Conversely, there are plenty of families, like the Bonnesses, in which more than one family member has type 1 diabetes. Genes are most certainly underlying this occurrence, and environment, too.

Gene Science
Scientists around the world have been working for more than a decade to produce a "map" of the human genome. The location of each gene on a given chromosome is consistent from person to person. Basically, for each of the 23 chromosome pairs we humans possess, researchers wanted to figure out where genes governing various processes are located.
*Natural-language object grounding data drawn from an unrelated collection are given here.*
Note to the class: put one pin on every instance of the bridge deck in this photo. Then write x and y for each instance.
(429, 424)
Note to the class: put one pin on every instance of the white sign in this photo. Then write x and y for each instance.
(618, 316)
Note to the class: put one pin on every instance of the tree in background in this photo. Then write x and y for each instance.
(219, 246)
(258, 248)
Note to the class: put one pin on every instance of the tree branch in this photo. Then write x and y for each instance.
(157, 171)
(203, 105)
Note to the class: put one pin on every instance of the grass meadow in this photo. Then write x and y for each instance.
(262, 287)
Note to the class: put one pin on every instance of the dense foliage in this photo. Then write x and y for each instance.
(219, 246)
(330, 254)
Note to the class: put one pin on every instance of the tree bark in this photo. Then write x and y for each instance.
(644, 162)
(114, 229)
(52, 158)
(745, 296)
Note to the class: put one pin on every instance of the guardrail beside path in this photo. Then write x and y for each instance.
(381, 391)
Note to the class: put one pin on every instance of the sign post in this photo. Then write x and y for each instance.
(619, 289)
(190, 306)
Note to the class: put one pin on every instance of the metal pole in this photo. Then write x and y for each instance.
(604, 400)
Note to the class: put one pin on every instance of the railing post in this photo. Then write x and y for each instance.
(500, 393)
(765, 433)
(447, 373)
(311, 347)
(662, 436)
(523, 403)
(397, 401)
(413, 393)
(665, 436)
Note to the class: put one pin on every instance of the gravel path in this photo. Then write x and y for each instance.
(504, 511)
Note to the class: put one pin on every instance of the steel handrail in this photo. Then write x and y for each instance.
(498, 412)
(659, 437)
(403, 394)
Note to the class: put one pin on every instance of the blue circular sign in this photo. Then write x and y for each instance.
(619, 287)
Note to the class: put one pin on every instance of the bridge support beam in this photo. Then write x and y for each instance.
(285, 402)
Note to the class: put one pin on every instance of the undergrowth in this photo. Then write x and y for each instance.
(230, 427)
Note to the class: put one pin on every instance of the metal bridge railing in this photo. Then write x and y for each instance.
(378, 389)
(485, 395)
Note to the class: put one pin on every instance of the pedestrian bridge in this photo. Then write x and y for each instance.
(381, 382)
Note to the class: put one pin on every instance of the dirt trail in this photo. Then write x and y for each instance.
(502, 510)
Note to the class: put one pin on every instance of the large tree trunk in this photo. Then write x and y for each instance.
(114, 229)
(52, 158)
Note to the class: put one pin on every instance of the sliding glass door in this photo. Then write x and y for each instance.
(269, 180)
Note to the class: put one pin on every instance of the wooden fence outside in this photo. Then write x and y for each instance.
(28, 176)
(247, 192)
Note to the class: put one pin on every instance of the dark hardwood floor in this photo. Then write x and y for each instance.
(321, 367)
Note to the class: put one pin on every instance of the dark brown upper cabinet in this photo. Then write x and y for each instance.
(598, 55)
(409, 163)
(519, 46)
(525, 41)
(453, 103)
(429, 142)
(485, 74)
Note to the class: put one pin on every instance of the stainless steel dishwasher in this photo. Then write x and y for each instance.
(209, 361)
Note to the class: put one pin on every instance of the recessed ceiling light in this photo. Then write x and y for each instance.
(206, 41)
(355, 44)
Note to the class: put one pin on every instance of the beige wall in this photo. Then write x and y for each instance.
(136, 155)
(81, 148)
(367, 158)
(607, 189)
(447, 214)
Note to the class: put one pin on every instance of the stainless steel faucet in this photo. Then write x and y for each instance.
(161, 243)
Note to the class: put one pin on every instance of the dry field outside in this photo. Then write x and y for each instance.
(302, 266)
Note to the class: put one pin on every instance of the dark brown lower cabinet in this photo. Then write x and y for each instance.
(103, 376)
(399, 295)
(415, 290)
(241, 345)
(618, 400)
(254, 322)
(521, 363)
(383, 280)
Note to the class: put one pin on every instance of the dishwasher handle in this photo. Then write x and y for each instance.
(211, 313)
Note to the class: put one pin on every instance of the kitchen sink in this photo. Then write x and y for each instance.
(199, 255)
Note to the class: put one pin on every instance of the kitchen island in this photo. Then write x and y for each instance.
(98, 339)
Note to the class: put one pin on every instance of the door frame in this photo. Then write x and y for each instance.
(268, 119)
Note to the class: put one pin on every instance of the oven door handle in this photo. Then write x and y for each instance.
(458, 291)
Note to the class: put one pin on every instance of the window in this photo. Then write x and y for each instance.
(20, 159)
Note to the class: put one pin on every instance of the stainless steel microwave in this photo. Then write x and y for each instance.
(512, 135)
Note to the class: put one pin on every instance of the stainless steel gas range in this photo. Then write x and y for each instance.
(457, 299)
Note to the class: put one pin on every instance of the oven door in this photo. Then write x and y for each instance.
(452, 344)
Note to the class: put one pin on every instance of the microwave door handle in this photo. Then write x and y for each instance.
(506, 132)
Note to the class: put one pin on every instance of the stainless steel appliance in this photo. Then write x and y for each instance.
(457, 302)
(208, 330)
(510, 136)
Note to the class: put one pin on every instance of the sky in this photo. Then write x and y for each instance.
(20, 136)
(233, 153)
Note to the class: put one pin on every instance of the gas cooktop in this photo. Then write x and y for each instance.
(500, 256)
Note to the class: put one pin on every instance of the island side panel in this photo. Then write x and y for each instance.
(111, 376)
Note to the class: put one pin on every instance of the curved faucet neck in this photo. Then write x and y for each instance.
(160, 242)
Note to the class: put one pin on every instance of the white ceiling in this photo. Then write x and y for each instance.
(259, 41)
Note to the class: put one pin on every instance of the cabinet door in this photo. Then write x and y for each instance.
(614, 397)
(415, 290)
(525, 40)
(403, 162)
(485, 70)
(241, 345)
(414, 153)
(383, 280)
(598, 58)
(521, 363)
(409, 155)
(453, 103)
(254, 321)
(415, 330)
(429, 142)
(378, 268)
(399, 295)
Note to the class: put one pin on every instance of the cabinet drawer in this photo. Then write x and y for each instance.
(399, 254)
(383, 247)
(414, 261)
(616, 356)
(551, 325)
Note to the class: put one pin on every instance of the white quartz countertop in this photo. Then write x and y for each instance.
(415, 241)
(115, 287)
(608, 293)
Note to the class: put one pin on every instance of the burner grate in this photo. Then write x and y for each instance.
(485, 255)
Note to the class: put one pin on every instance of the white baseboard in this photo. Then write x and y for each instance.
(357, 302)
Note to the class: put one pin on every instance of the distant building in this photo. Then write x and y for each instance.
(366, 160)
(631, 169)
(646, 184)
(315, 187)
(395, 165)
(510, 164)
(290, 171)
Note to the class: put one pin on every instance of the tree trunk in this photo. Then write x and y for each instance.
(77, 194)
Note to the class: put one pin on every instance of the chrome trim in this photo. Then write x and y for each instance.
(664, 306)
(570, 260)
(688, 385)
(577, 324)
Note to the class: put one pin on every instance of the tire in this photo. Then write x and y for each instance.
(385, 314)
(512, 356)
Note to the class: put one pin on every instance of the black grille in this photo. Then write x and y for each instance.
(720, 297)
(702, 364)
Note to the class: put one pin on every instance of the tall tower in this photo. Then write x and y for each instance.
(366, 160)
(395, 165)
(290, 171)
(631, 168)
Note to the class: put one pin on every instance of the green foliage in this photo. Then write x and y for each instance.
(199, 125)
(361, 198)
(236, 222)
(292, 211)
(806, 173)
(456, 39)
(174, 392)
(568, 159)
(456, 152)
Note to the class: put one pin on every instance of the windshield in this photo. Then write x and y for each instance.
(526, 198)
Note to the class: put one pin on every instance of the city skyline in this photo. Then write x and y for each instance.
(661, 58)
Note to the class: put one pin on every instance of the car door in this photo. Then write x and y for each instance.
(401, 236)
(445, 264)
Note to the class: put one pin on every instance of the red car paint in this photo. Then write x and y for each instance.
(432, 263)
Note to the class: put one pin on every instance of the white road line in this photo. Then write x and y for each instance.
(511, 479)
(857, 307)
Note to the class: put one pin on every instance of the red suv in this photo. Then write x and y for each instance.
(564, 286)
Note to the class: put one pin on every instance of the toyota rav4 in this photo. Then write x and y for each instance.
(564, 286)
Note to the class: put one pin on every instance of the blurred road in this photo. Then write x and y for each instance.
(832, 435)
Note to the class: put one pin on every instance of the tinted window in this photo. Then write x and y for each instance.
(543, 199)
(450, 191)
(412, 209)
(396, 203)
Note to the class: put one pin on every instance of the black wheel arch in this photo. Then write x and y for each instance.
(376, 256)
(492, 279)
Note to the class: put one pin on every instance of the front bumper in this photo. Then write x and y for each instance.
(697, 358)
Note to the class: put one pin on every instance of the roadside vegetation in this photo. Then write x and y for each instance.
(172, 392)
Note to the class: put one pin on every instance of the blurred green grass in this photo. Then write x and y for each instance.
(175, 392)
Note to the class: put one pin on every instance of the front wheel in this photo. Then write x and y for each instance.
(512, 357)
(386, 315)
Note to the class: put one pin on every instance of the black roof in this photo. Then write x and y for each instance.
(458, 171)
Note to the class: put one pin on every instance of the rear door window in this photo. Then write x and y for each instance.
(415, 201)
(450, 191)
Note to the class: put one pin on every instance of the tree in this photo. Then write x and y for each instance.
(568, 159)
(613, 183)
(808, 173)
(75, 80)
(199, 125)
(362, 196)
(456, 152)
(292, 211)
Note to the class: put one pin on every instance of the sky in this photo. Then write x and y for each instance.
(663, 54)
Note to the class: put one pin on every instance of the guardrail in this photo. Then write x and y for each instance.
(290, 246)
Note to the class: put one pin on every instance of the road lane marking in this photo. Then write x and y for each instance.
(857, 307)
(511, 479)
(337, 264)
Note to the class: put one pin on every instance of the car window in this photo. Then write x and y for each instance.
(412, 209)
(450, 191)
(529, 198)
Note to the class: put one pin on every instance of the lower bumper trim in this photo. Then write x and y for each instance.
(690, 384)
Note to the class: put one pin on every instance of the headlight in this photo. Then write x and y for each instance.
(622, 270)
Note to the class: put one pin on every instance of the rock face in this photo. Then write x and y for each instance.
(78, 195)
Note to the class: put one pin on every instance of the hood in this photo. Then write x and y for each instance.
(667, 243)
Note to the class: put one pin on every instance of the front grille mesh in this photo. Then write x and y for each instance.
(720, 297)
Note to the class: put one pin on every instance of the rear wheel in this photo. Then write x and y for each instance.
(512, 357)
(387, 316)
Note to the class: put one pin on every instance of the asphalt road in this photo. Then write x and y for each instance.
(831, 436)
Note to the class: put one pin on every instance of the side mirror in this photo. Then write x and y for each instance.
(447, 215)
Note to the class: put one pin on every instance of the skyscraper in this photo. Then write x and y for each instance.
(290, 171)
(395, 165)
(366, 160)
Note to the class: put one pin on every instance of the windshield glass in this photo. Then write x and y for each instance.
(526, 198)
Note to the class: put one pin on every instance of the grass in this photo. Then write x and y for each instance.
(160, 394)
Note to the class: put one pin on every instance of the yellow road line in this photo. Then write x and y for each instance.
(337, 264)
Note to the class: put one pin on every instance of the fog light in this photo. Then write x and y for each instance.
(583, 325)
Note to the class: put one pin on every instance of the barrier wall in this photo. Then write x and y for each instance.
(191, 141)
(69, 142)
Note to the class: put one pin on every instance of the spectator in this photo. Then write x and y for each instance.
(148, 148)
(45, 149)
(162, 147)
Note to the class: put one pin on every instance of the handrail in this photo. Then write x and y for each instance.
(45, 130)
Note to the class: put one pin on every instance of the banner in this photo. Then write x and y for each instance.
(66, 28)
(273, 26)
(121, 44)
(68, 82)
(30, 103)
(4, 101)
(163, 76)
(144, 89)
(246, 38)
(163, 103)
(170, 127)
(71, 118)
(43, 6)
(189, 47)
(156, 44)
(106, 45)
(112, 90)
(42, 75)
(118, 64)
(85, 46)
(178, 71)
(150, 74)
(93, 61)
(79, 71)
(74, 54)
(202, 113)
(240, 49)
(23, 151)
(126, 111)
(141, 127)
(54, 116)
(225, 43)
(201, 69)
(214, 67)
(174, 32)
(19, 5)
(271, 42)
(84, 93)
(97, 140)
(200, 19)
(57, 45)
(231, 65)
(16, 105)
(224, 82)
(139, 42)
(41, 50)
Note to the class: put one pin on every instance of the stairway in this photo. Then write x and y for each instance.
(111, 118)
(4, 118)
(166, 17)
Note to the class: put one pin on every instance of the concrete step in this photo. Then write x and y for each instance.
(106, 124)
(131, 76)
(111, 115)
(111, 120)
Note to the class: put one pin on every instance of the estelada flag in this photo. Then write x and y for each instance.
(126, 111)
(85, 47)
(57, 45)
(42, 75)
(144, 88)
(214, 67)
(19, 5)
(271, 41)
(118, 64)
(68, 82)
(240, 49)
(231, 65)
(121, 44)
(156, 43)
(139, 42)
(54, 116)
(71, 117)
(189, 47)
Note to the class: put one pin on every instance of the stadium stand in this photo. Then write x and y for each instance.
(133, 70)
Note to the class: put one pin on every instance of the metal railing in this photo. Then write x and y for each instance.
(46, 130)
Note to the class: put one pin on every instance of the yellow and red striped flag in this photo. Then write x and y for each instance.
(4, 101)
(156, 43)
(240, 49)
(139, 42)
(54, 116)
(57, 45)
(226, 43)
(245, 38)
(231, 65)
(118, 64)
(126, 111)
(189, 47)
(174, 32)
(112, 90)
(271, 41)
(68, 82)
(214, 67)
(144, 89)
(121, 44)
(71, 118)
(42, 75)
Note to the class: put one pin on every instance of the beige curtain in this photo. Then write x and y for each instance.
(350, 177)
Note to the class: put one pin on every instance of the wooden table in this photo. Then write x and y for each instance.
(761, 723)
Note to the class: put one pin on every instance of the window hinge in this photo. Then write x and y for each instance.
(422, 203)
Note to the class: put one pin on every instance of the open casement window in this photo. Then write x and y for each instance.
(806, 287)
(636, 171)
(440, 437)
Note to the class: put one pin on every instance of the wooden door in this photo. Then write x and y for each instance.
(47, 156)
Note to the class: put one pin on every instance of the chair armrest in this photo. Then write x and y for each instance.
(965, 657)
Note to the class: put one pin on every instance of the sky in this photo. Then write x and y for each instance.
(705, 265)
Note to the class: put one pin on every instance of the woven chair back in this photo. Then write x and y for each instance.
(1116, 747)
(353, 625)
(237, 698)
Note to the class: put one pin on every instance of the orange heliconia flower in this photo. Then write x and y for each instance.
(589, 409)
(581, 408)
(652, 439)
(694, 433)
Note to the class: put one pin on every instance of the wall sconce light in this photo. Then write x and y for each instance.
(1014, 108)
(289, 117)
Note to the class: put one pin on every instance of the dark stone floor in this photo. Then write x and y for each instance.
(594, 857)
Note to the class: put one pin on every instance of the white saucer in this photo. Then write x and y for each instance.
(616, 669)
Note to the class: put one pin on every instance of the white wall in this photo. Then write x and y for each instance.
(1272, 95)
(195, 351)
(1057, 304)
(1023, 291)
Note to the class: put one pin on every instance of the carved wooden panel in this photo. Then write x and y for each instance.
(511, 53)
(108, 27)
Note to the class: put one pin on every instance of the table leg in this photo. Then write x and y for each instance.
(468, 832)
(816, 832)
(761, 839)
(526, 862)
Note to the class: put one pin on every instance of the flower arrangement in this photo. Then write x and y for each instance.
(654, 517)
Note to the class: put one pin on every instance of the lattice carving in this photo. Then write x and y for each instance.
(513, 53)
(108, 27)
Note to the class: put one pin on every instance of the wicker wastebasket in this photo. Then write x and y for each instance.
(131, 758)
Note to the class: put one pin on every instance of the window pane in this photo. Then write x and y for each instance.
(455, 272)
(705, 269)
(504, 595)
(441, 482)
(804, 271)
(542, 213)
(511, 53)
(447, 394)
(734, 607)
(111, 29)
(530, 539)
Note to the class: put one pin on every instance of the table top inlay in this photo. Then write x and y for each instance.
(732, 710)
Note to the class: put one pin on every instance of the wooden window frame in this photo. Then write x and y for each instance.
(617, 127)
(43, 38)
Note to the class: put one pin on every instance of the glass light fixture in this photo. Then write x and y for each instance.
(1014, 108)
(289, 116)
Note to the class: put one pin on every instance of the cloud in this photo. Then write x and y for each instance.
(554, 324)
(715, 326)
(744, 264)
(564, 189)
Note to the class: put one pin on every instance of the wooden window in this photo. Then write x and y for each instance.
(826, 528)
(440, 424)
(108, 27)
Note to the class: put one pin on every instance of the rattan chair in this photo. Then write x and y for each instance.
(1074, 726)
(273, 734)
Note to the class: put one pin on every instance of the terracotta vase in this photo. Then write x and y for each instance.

This map finally has been completed. As it has developed, it has been tremendously helpful in the search for a cure for diabetes. Now we know that there are several "regions" of genes, on several different chromosomes, that are linked to diabetes susceptibility.

For example, a region of genes on Chromosome 6 is involved in type 1 diabetes. Chromosomes 10 and 16 are also linked to type 1 diabetes. (In contrast, Chromosomes 1 and 20 are implicated in type 2 diabetes.) There are now believed to be at least 10 genetic regions, or loci, that are linked to type 1 diabetes.

Researchers are using genetic information to develop therapies and treatments that can one day be used to prevent or slow down the development of diabetes—for a sibling or a child of yours, perhaps! This information may also be tremendously helpful in eliminating the problems that diabetes can cause, such as kidney trouble. Why? You guessed it: Kidney disease is also linked to genes.